Simon’s death makes a total of five Christians whom Compass has confirmed have died in Eritrean prisons after being tortured for refusing to recant their faith. On September 5, 2007, Eritrean authorities at the Wi’a Military Training Center tortured Nigisti Haile, 33, to death for refusing to recant her faith. On February 15, 2007, Magos Solomon Semere also died under torture at the Adi-Nefase Military Confinement facility outside Assab.

In 2006, two other Christians – Immanuel Andegergesh, 23, and Kibrom Firemichel, 30 – died from torture wounds in Eritrea on October 17.

Since 2002 the oppressive regime has outlawed all independent Protestant churches, closing their buildings and banning gatherings in private homes. Worshippers caught disobeying the blanket restrictions are arrested and tortured for weeks, months or even years. They are never allowed legal counsel or brought to trial.

The government only recognizes Islam and Eritrean Orthodox, Catholic and Lutheran Christian denominations as “historical” legal religions. High ranking clergy have been replaced by the government’s choice of men, and many believe the clampdown is an attempt of President Isaias Afwerki’s government to control church members.

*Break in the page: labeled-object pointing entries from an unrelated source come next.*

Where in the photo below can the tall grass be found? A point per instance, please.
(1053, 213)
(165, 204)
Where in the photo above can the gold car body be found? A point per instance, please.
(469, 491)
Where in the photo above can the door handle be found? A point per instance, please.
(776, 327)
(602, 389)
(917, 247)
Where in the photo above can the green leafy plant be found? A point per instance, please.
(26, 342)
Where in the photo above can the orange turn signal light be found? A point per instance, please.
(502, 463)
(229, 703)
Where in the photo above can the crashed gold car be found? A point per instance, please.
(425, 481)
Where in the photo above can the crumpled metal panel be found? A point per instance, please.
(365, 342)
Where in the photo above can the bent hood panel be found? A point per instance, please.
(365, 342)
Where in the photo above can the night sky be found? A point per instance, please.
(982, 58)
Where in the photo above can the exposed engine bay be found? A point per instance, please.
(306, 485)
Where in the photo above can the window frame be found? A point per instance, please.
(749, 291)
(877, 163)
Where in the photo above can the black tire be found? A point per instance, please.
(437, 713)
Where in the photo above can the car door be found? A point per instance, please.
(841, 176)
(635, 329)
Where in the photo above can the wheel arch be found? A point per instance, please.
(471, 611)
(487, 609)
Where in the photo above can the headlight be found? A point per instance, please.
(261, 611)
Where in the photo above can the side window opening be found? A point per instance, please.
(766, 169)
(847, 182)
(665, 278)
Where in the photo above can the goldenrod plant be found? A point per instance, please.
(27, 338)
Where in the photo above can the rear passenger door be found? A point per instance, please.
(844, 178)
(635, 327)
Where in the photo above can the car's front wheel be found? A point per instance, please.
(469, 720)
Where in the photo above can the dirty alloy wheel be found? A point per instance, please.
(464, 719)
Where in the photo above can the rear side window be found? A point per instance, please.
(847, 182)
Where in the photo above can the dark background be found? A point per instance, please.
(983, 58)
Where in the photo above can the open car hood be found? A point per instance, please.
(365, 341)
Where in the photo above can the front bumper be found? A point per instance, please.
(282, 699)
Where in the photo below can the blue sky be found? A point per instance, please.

It is estimated that more than 1,000 Christians are imprisoned at any given time. Many of the arrests of Christians take place in groups when the government breaks up local house meetings.

It was not clear how Simon was arrested or where she was at the time of her detention last December.

Under Attack in Assabe

Another round-up of Christians in the port city of Assab took place earlier this month, sources told Compass.

Sources said authorities were singling out Pentecostal believers, among other evangelicals, whom they arrested with the intention of pressuring them to recant their faith.

On July 8 alone, six members of the Kale-Hiwet Church, 11 members of the Full Gospel Church in Assab and 15 members of the Rema Church in Assab were arrested at their homes one by one and imprisoned in the Wi’a military camp. Among them were seven women, one of them a known evangelist of the Kale-Hiwet Church in Eritrea, whose name was withheld for the safety of her family.

One of the arrested women, a member of the Berhane Hiwet Church, was taken to the Adi-Abyto Military Camp and released on bail on July 9. Her bail was 50,000 nakfa, (approximately US$3,400), and authorities warned her not to participate in Christian activities in the future.

Eritrean authorities also arrested nine leaders of a Jehovah’s Witnesses group on Wednesday July 16 in Asmara, Compass confirmed.

The nine leaders are held at Mai Serwa Military Camp, known for its harsh torture and conditions. It is believed that the government has intensified hunting of Jehovah’s Witnesses’ main leaders because it is angry that the group is still organized and active in the country.

Since the Eritrean referendum in 1992, followers of the Jehovah’s Witnesses in Eritrea have been under constant attack, succumbing to arrests and torture.